Vi cómo las gentes agradecidas volvían en las semanas posteriores para llevarle algún regalo, que nunca cobraba absolutamente nada, y para decirle que la recuperación del enfermo había sido inmediata. Por lo tanto, llevaban a mi abuelo la mayoría de las veces, pan, queso, dulces, nunca dinero. He de decir que mi abuelo curaba a los animales cuando tenían mal de ojo, que también se daba el caso.
Supongo que se corrió la voz y la fama de mi abuelo en ese sentido creció porque fueron muchas las personas que acudieron a él, en su mayoría compatriotas canarios que al igual que él, habían emigrado a Venezuela.
En alguna oportunidad, siendo yo ya una adolescente, me dijo que me enseñaría la oración para que yo también aprendiera a curar el mal de ojo, pero esto nunca sucedió. Murió y me quedé con las ganas de aprenderla y con varias incógnitas sobre su vida.
Nació en Tijarafe, La Palma, en una época difícil para estas islas. Perdió su vista siendo un niño, recuperándola nuevamente, fue a la guerra civil española en la cual perdió parte de la audición, emigró a Venezuela y, a pesar de todos estos acontecimientos de su vida, tuvo la fortaleza suficiente para dedicarse a ayudar a los demás. Me hubiese encantado saber, quién le enseñó a rezar el mal de ojo, cómo descubrió esa habilidad de curar a la gente, qué sentía cuando lo hacía y por qué creyó que yo podría hacerlo también. ¡Cuánto te extraño abuelo!

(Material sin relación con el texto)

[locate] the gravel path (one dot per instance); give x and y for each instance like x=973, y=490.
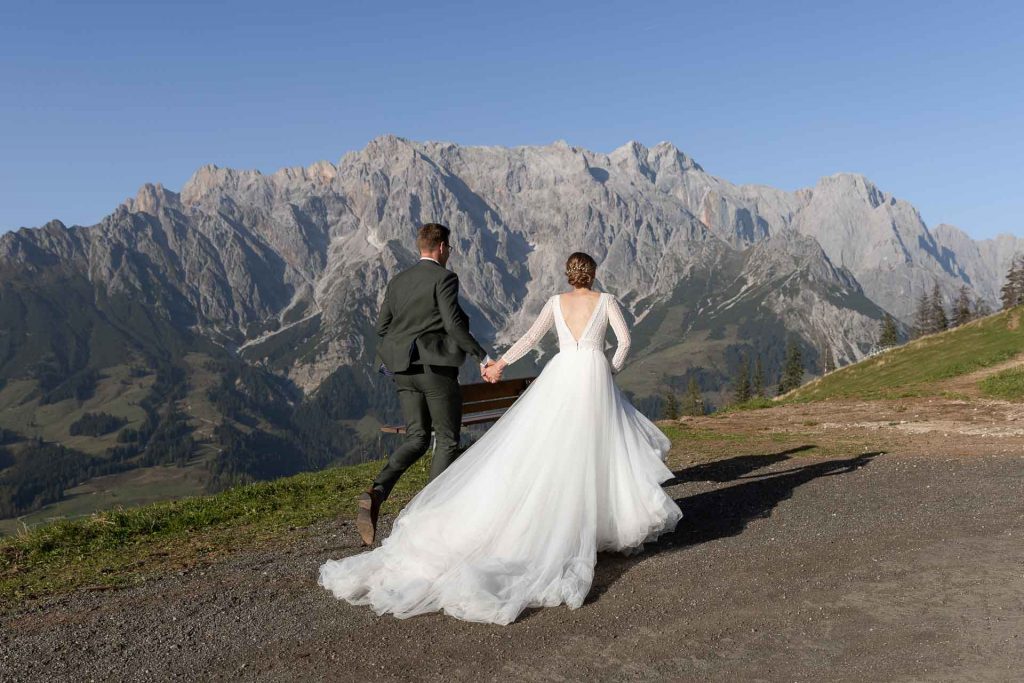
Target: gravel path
x=785, y=567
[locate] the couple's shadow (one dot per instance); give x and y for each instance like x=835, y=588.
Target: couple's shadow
x=726, y=511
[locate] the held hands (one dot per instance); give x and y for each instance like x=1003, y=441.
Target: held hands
x=493, y=371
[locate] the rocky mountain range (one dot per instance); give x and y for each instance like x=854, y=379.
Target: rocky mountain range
x=274, y=280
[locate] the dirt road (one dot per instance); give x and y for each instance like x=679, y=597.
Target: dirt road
x=787, y=566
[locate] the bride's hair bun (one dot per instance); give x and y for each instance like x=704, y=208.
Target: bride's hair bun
x=581, y=269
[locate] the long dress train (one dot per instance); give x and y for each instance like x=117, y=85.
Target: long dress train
x=572, y=468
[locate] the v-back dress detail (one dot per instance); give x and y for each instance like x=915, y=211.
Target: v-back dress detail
x=572, y=468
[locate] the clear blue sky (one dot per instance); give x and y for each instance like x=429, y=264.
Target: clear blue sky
x=927, y=98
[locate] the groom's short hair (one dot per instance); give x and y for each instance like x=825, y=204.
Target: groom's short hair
x=431, y=237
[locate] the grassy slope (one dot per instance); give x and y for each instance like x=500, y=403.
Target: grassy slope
x=1008, y=385
x=123, y=546
x=918, y=368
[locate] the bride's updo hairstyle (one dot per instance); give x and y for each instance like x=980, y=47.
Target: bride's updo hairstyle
x=581, y=269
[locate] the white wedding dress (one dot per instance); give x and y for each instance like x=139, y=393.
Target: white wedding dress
x=517, y=520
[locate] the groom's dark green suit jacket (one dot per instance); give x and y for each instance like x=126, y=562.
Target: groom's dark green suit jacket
x=421, y=321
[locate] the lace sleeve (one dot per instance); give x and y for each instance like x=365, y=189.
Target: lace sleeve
x=617, y=324
x=532, y=336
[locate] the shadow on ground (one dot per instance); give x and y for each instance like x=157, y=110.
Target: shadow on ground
x=726, y=511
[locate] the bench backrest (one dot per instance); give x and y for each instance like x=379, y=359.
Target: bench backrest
x=483, y=396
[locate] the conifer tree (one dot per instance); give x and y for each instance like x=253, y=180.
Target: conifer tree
x=1013, y=291
x=793, y=373
x=694, y=400
x=742, y=383
x=759, y=378
x=981, y=307
x=889, y=336
x=923, y=315
x=963, y=312
x=938, y=317
x=827, y=359
x=671, y=406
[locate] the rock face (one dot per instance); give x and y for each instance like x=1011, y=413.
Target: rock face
x=287, y=269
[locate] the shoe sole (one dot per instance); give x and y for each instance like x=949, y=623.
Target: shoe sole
x=365, y=519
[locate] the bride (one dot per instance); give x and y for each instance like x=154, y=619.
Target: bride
x=517, y=520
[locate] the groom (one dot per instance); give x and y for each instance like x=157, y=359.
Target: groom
x=423, y=339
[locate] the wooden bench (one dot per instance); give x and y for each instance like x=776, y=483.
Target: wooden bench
x=481, y=402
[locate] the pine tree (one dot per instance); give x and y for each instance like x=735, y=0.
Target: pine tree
x=793, y=374
x=694, y=400
x=742, y=383
x=671, y=407
x=939, y=319
x=1013, y=291
x=981, y=307
x=923, y=316
x=889, y=336
x=963, y=311
x=827, y=359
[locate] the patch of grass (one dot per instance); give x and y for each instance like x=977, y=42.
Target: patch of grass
x=678, y=432
x=755, y=403
x=1008, y=385
x=123, y=546
x=913, y=369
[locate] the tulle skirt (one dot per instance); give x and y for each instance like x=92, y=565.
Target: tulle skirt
x=517, y=520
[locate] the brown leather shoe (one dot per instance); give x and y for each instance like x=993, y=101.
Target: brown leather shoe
x=369, y=508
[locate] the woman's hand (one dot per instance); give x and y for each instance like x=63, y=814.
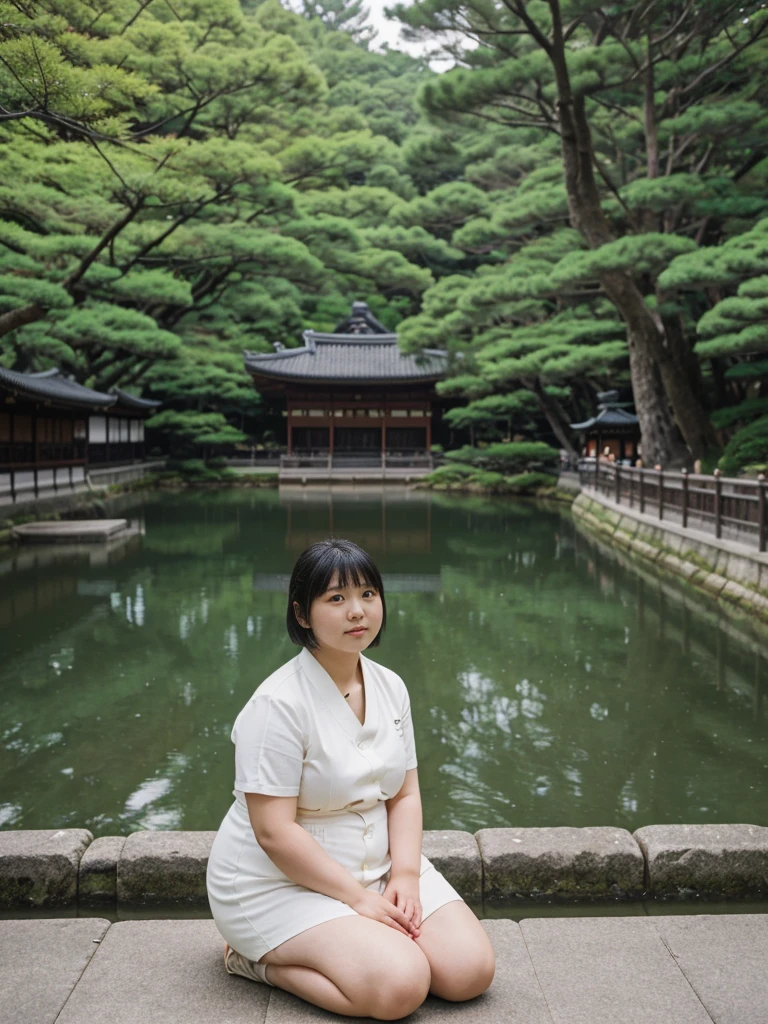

Concluyo diciendo que las costumbres de nuestros ancestros constituyen todo un legado lleno de misterio y sabiduría. Quizás ellos, al no tener el avance de los tiempos modernos, tuvieron que desarrollar fuerzas naturales y utilizar la energía del cuerpo humano y elementos de la naturaleza para curar y convertirse en verdaderos guardianes de la sobrevivencia y continuidad de la vida.